Commentary Magazine

Article Preview

The Fate of Otto Freundlich:
Painter Maudit

- Abstract

Among the sixty or more Jewish painters and sculptors who died as victims of Nazi extermination policies and were represented, in February 1955, in the commemorative exhibition organized in the Galerie Zak in Paris by the Musée d’Art Juif, Otto Freundlich was the only Cubist, in fact one of the very few whose work reveals an awareness of the more modern trends that lead to Surrealism, to abstraction, and beyond. Yet Freundlich, two weeks later, was not represented at all in the commemorative exhibition of the Epoque Héroique of Cubism that Waldemar George, the official historian of the Paris School, had organized in the Galerie de l’Institut; none of the other “Cubists of the first hour” seemed, however, to have been forgotten, and even Alfred Reth, though not mentioned in the catalogue, had been added as an afterthought and was represented by one large painting.

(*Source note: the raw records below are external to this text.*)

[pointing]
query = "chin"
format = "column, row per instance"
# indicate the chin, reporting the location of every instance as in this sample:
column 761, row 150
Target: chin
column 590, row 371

A conspiracy of silence seems indeed to have doomed the work of Otto Freundlich, a moody and friendless German Jew from Stolp in Eastern Pomerania, to an obscurity from which several fruitless attempts, in recent years, have failed to salvage him. Among the early Cubists who lived in Montmartre before 1914 and associated with Picasso in the heroic years when the mythical “bateau lavoir” was anchored, like Noah’s Ark on Mount Ararat, on the heights of the Rue Ravignan, only Freundlich now seems to obtain no recognition at all in the world of private collectors, of art dealers, of critics, and of museum directors. After Picasso, Braque, Juan Gris, Fernand Léger, Modigliani, Marcel Duchamp, and Jacques Villon, Metzinger, Delaunay, Herbin, Lhote, and Survage are now being remembered again, mentioned in histories of art, and represented in many major collections. In spite of his undeniable mastery of a style that has acquired the prestige of anything consecrated by sheer time, in spite of his obvious originality and seriousness of intent, and his personal contribution towards the evolution of art from Cubism to two-dimensional non-objective painting, Freundlich indeed failed to assure himself—even after his tragic deportation from German-occupied France to Eastern Europe and his death in the gas chambers of a Nazi extermination camp—of the kind of recognition granted to almost every other painter of this group, which has by now acquired a kind of Olympian status in the history of modern art. Why is it that the rediscovery of the many German moderns banned from the museums and galleries of the Third Reich, of Lovis Corinth, Emil Nolde, Carl Hofer, of Paul Klee, Oskar Schlemmer, and Ernst-Ludwig Kirchner, has failed to attract any serious posthumous attention to the scattered works of one who was a personal friend of both Picasso and Kandinsky, of Kurt Schwitters as well as of Piet Mondrian?